The cynical might see the 16 per cent increase in arrivals in 1992 as evidence of a desire to experience Hong Kong before China arrives to spoil the party - some luxury hotels are already fully booked for 30 June 1997, the date of the handover - but a spokesman said that 'there is every reason to assume' that the territory would hold its leading place 'beyond 1997 into the next century'.

Hong Kong has every facility for the business visitor, but shopping and eating are the traditional attractions for tourists, with the paths to a thousand restaurants, discount factory outlets and street markets well-trodden. It has to be admitted that the craze for tearing down and rebuilding has left little history intact, but in compensation has left one of the most breathtaking cityscapes in the world, thanks to architects like I M Pei and Sir Norman Foster being commissioned to outdo each other. The Peak tram and the Star Ferry make these marvels available to even the busiest of visitors for a dollar or two.

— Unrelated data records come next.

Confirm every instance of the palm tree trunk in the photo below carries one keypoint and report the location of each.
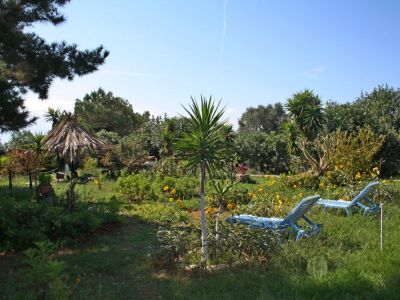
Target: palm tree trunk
(203, 213)
(30, 179)
(9, 179)
(217, 224)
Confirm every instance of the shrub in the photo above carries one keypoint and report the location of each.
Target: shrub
(22, 223)
(352, 157)
(136, 188)
(185, 187)
(233, 245)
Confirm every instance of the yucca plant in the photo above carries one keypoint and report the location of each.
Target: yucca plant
(203, 148)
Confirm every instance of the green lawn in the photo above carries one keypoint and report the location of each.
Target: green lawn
(115, 264)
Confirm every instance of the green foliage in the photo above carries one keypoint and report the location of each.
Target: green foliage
(90, 166)
(27, 62)
(45, 273)
(22, 223)
(235, 245)
(262, 118)
(19, 139)
(352, 156)
(185, 187)
(136, 188)
(202, 144)
(103, 111)
(305, 109)
(44, 178)
(378, 110)
(264, 152)
(110, 137)
(389, 154)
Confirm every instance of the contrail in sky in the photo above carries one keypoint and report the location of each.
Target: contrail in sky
(223, 29)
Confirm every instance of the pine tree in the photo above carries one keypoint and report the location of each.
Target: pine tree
(28, 62)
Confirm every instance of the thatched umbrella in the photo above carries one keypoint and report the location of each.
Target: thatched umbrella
(71, 141)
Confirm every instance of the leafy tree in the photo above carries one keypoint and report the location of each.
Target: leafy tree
(19, 140)
(37, 146)
(28, 62)
(263, 118)
(305, 123)
(102, 110)
(265, 152)
(109, 136)
(173, 129)
(305, 109)
(52, 115)
(203, 148)
(379, 110)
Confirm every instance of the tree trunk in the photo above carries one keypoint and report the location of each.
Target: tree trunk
(9, 179)
(217, 224)
(30, 179)
(71, 196)
(203, 213)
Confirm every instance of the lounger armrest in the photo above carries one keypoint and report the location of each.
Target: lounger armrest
(370, 201)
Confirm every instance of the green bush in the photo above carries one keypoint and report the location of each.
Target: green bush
(185, 187)
(239, 245)
(136, 188)
(22, 223)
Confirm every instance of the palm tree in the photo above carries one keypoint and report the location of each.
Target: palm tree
(203, 147)
(71, 141)
(305, 109)
(306, 120)
(37, 147)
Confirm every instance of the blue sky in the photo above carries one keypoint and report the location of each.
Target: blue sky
(243, 52)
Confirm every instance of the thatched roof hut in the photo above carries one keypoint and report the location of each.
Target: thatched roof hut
(71, 141)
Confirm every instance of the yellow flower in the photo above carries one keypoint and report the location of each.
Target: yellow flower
(376, 170)
(231, 206)
(180, 203)
(210, 210)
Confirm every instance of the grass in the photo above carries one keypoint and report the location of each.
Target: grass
(116, 264)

With a little more time and effort, it is possible to find corners of tranquillity even in this restless enclave, on the south side of Hong Kong island, in the New Territories or on the outlying islands. British visitors, according to the statistics, show greater interest than others in exploring local culture, and take more tours out of the city. As a result they are more likely to discover a truth that eludes some of those who stick to the businessmen's haunts - Hong Kong, while outwardly cosmopolitan, remains inextricably part of China.

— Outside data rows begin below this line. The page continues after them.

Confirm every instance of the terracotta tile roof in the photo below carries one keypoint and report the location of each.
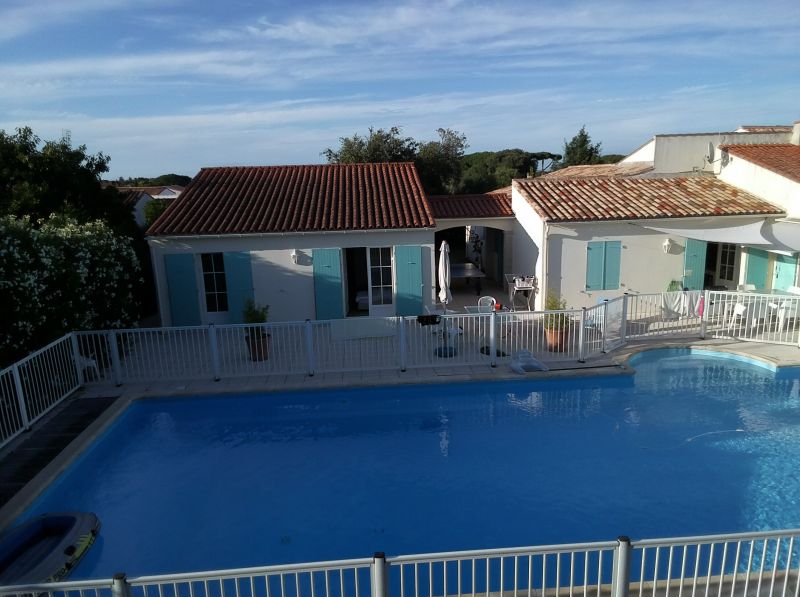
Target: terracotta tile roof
(152, 191)
(329, 197)
(600, 199)
(783, 159)
(487, 205)
(602, 170)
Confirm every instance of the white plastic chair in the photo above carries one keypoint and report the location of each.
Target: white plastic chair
(739, 313)
(788, 310)
(486, 304)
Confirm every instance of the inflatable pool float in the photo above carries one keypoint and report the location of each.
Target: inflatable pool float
(46, 548)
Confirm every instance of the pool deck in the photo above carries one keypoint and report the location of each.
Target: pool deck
(32, 461)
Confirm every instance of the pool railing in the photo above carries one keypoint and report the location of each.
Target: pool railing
(33, 386)
(733, 565)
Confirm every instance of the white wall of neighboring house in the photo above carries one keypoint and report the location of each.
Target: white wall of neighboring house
(646, 153)
(287, 287)
(138, 209)
(644, 266)
(689, 153)
(761, 182)
(528, 240)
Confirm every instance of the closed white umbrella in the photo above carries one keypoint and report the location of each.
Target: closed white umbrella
(445, 297)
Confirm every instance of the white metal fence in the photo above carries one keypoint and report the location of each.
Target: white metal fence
(33, 386)
(736, 565)
(37, 383)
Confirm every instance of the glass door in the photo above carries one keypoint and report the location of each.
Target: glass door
(381, 281)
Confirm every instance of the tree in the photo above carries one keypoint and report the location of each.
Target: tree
(489, 170)
(38, 179)
(439, 162)
(580, 150)
(153, 209)
(378, 146)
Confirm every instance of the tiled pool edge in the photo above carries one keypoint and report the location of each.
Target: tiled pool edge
(23, 498)
(615, 363)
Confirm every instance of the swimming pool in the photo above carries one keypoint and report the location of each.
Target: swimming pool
(691, 444)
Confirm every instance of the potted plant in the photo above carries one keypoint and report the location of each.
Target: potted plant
(256, 336)
(556, 325)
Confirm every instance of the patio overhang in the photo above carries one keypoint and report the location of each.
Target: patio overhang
(764, 233)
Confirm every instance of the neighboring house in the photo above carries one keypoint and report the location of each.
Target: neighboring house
(595, 238)
(316, 242)
(137, 197)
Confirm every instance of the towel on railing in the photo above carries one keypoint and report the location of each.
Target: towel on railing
(688, 303)
(671, 305)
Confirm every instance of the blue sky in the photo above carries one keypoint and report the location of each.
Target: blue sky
(174, 85)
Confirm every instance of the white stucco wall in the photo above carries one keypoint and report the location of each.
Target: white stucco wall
(645, 153)
(527, 241)
(644, 267)
(288, 288)
(687, 153)
(761, 182)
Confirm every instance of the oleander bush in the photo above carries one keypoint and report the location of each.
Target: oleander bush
(58, 275)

Tourism contributed 6.5 per cent of Hong Kong's gross domestic product in 1992, and is the colony's third- highest earner of foreign exchange. The main brake on further expansion is congestion at Kai Tak. The tourist authority yearns for the day when it is replaced by the new airport at Chek Lap Kok, which could quadruple annual arrivals - it has been designed with the future 1,000-passenger 'super-jumbo' aircraft in mind. Chek Lap Kok is not due to come into operation until 1997 at the earliest and may well be delayed further by the political deadlock over Hong Kong's future.

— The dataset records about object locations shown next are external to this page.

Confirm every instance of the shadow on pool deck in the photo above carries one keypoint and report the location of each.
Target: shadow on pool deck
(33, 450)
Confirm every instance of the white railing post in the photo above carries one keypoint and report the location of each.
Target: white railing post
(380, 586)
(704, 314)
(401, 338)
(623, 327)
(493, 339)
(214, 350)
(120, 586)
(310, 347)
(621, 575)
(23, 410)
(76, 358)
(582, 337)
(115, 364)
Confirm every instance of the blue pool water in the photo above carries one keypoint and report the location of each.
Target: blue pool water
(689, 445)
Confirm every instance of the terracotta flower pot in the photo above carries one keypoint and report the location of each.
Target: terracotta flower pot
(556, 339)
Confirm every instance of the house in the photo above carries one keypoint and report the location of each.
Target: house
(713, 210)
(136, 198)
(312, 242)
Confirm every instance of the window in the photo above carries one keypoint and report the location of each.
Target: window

For the moment the emphasis has to be on persuading the existing number of visitors to stay longer. The average length of stay in 1991 - the latest year for which figures are available - was 3.43 nights. British visitors, of whom there were a record 314,000 in 1992, stayed longer: 4.8 nights. But the Tourist Association found that most tourists wished they had had more time - asked how long a stay they would recommend, the most common answer was one week.